In contrast, as the disease progresses, symptoms such as excessive panting, deep and wet coughing, unwillingness to lay down in order to avoid more pressure on the already enlarged heart, reduced interest in playing activities and getting tired very easily are obvious signs that your dog suffers from a heart condition. While these are the most common signs of Left Side Valve Failure, symptoms of Right Side Failure include build up fluid in the belly and swollen limbs. If left untreated your dog can show symptoms of heart failure from both sides.
After the vet has made a diagnosis, the only possible treatment at this point is being prescribed heart failure medications such as Vetace tablets for dogs.
What Are VetACE Tablets?
VetACE tablets are used to treat heart conditions in dogs, as well as chronic renal insufficiency and hypertrophic cardiomyopathy in cats. These tablets are intended to treat the two main heart failure conditions in dogs, mitral valve insufficiency and dilated cardiomyopathy. They contain ACE inhibitors and work by blocking the angiotensin-converting enzymes that narrow the blood vessels and eventually leading to decreased blood pressure.

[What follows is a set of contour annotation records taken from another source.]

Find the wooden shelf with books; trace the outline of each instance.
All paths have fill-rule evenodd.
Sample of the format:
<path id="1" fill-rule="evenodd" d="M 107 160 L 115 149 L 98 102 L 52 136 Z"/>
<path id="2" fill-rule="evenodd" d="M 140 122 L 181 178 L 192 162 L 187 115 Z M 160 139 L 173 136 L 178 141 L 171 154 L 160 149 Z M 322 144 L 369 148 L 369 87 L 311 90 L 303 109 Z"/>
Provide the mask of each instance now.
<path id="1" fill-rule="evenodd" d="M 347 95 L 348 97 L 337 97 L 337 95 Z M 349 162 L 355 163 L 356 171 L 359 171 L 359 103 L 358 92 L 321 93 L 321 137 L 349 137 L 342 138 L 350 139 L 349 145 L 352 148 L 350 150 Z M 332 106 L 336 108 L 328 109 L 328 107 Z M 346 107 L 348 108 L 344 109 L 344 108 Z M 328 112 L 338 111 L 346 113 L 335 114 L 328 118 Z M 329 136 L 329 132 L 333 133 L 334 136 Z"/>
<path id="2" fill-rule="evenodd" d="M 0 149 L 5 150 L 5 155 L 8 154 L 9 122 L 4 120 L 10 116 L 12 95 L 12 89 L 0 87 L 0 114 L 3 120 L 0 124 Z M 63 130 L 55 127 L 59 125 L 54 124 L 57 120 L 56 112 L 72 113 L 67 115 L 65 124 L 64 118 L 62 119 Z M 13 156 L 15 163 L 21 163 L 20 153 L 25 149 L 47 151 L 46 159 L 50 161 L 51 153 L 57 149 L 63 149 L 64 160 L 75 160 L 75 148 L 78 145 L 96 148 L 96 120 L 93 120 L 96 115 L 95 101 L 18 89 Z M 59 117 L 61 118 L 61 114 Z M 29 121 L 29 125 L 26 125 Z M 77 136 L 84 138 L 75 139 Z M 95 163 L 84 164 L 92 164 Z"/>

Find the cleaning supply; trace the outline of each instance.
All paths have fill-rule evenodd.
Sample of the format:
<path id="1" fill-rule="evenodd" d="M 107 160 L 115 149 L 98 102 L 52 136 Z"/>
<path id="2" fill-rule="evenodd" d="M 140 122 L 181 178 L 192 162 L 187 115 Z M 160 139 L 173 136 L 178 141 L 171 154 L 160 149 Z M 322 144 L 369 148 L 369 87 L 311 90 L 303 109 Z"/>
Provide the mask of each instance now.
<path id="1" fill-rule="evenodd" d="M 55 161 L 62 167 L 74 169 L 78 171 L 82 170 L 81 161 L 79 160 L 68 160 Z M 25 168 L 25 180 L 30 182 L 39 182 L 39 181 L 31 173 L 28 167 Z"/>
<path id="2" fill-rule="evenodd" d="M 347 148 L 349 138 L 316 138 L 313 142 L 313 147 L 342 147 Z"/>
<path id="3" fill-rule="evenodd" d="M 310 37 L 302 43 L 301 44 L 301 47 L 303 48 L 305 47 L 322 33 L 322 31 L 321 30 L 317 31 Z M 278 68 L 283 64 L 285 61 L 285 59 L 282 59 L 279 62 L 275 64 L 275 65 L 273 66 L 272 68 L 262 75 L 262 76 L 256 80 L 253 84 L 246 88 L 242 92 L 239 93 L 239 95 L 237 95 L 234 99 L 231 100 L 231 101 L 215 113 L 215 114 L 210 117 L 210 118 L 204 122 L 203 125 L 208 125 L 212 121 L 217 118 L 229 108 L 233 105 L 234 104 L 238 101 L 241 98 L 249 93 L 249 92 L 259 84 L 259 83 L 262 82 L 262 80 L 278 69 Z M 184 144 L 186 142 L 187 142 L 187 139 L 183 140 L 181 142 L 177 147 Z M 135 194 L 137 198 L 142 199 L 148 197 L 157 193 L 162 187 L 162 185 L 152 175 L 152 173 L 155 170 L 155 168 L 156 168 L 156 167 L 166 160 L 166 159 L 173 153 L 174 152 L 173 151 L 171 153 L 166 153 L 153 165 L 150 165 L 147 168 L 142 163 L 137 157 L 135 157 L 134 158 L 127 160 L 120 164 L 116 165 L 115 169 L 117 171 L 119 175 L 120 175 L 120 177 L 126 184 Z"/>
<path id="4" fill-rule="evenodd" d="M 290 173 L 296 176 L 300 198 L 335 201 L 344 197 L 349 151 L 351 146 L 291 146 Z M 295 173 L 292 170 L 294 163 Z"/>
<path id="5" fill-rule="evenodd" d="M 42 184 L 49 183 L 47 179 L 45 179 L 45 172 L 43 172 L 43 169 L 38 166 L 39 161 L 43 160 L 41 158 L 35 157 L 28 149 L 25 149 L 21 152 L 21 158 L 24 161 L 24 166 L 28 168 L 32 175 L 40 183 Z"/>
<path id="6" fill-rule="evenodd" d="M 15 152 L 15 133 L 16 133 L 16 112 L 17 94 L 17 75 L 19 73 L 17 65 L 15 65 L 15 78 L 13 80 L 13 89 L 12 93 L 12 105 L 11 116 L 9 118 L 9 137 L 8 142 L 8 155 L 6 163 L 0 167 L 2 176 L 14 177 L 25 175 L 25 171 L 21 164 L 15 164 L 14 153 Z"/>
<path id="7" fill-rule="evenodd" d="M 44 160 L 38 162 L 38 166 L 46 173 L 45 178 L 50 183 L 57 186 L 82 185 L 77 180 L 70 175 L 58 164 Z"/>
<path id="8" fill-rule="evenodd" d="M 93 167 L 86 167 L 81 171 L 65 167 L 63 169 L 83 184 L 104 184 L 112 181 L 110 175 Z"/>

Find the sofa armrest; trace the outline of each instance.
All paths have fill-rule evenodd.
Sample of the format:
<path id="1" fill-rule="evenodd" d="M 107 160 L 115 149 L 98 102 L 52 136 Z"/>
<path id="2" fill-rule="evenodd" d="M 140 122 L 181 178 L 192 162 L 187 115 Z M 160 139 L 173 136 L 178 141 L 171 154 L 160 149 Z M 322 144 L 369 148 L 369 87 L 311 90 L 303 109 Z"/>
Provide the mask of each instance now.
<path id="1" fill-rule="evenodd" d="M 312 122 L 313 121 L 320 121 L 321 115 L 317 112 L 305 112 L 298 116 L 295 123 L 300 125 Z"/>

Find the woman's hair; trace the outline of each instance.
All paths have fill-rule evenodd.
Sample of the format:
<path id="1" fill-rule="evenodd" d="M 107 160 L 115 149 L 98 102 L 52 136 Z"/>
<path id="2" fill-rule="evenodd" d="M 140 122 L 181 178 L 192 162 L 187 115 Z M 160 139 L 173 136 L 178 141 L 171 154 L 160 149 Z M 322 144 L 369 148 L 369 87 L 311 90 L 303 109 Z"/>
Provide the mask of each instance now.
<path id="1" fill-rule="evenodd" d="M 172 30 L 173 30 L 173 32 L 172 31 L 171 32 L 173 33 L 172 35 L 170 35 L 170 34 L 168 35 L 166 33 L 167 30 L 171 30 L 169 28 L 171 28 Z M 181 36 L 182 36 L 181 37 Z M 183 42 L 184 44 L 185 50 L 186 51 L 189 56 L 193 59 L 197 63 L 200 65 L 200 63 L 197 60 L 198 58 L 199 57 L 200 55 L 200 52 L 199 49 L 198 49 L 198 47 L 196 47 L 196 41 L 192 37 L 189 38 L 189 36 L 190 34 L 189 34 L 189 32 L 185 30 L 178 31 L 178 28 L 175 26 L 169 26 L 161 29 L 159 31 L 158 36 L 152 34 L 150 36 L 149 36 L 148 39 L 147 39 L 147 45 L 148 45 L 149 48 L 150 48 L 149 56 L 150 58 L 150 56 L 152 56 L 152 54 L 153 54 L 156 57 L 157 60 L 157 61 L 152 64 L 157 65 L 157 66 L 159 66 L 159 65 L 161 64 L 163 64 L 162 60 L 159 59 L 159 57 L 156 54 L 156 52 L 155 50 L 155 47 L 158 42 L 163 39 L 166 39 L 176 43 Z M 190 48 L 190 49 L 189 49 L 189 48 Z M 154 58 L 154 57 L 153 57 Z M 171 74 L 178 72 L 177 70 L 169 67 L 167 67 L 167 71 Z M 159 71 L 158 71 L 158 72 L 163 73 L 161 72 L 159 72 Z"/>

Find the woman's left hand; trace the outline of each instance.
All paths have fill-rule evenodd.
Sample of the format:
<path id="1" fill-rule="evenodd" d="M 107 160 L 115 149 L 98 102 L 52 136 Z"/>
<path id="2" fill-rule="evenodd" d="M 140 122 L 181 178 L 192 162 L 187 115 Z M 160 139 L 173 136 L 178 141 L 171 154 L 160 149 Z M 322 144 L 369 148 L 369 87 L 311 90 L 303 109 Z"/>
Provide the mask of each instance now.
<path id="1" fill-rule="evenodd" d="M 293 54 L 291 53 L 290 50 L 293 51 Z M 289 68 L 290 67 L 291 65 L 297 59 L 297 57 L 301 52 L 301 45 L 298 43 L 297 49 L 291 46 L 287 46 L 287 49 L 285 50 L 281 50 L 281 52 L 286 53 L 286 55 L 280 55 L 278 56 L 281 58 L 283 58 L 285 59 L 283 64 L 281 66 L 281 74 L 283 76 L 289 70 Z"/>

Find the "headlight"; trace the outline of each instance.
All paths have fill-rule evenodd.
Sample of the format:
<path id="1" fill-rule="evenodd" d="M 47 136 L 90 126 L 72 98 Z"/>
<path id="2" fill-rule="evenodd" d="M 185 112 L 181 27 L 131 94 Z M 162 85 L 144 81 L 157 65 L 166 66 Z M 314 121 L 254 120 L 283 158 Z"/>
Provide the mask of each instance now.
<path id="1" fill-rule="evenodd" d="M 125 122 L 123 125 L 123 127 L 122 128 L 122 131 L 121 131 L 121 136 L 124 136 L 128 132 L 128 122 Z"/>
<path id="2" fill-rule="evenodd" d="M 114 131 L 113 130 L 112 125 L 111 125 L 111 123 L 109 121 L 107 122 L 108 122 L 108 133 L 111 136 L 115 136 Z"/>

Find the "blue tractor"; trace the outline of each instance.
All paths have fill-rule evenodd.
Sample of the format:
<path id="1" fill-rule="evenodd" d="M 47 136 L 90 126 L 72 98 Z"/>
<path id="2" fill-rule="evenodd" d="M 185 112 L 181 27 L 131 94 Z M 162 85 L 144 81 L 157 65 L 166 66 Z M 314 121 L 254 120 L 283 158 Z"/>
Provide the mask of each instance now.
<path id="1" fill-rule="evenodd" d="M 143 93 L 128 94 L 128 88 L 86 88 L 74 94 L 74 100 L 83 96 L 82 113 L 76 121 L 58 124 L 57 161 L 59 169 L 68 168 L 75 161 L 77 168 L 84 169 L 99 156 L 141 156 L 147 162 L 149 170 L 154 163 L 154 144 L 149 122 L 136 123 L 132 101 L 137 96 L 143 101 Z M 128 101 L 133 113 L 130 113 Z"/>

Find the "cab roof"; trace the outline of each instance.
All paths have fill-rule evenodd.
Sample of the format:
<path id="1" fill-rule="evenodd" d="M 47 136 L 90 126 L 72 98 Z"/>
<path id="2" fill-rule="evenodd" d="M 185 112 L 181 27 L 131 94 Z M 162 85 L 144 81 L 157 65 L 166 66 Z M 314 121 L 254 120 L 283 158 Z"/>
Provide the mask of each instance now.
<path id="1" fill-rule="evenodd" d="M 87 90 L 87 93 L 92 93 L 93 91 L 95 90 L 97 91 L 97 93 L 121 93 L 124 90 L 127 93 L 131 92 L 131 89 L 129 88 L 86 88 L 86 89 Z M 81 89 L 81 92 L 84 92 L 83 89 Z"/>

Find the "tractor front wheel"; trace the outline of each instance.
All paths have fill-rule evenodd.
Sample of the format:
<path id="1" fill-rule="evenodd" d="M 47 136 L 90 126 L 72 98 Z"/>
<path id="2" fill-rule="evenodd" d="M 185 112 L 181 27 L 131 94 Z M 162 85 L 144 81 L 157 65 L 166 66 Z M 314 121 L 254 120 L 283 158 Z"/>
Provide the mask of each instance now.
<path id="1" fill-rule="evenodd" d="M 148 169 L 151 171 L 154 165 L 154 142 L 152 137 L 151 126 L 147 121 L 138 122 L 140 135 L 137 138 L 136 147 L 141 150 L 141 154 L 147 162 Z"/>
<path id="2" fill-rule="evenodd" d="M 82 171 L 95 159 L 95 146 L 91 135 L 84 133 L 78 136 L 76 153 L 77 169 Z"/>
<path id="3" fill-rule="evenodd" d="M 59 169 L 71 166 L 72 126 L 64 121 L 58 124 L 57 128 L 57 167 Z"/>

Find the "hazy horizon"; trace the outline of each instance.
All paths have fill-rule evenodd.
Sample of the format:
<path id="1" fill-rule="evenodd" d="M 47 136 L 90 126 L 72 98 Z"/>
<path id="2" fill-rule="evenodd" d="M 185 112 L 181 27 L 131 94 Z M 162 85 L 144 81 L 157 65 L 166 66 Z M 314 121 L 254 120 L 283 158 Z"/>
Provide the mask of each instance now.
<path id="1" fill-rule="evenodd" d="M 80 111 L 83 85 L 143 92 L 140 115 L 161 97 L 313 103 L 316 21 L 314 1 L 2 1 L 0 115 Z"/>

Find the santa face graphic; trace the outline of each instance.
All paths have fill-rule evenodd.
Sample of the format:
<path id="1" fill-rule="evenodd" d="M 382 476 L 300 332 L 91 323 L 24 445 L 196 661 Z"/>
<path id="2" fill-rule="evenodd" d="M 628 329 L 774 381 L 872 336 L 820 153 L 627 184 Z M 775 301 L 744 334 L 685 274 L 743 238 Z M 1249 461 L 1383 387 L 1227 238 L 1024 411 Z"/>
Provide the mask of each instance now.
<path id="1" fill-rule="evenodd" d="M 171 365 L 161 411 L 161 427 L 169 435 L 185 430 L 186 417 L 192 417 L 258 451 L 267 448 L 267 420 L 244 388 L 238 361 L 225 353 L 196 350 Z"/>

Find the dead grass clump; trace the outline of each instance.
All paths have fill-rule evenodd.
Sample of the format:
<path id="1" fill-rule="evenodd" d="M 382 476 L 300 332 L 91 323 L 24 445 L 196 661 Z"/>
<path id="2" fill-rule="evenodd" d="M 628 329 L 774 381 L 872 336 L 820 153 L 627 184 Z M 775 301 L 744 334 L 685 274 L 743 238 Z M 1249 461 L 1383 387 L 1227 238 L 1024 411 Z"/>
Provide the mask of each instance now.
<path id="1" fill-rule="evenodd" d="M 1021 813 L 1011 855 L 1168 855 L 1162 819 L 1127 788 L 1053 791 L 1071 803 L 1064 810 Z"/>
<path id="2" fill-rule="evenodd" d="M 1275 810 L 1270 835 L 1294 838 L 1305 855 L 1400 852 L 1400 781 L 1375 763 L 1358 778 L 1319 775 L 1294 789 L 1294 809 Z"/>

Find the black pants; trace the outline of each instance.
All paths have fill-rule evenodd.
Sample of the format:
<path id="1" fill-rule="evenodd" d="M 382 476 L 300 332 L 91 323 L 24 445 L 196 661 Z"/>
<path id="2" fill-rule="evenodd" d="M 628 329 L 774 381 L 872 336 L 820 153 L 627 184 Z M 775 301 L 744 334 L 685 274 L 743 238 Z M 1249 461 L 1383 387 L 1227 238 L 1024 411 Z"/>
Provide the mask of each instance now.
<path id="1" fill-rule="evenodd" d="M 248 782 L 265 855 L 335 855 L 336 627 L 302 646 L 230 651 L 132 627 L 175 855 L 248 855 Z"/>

The active constituent in the tablets is benazepril hydrochloride. It is administered to treat high blood pressure conditions and causes the small vessels to relax and appropriately enable good blood circulation. The goal is to alleviate the symptoms and slow the progress of the disease, which will ultimately help to improve the quality of your dog’s life.
When you treat the condition in the early stages, there are better and significant improvements than if the treatment starts when the symptoms have worsened. Even the life expectancy is extended if you start giving your dog the needed treatment as soon as possible.
Dosage and Side Effects
The daily recommendation for VetACE tablets for dogs is to give the medication to your dog orally in doses of 0.25 mg per body weight. But you should always be advised by your veterinarian for the right dosage for your dog.
Possible side effects that can occur while administering benazepril are signs of fatigue, diarrhea, incoordination and rare cases of fainting, skin rash and fevers.
If you miss a dose of the tablet, give your dog the missed dose as soon as you remember. Doubling the dosage for a missed tablet is highly inadvisable.
Other Things You Can Do to Ease Your Dog’s Health Condition
Dietary Treatment Recommendations
Supply your dog’s diet with the needed amino acids and include more protein into their food. Muscle function is regulated through your dog’s diet, and giving them the right nutritional intake will improve the ability of the heart to work properly.
Sodium restrictions are another great way to contribute to lowering blood pressure and eventually decreasing the oxygen demand of the heart.
It’s important to monitor how much physical exercise your dog can tolerate because not always your pet will reduce its own activities unless it develops severe symptoms. Depending on the prognosis of heart failure, exercise restrictions will vary, and it’s your duty to limit the harmful activities.
A useful addition is to buy a stroller for pets that will help you and your pup get more productive walks and enjoy the sunshine without aggravating any symptoms.
Monitoring the Breathing Rate
Another helpful piece of advice is to monitor your dog’s breathing rate while sleeping. An average breathing rate for dogs while resting is under 30 breaths in a minute. This will tell you how advanced the condition is, and whether there are any signs of improvements.
To Sum Up
Dealing with your pup’s health problems can take a toll on you too, and can be quite devastating when first hearing the diagnosis. It’s important to be consistent with the medications, diet, proper care and careful monitoring of the health condition of your dog. With dedicated work, your efforts will extend your dog’s life and secure many more years of companionship.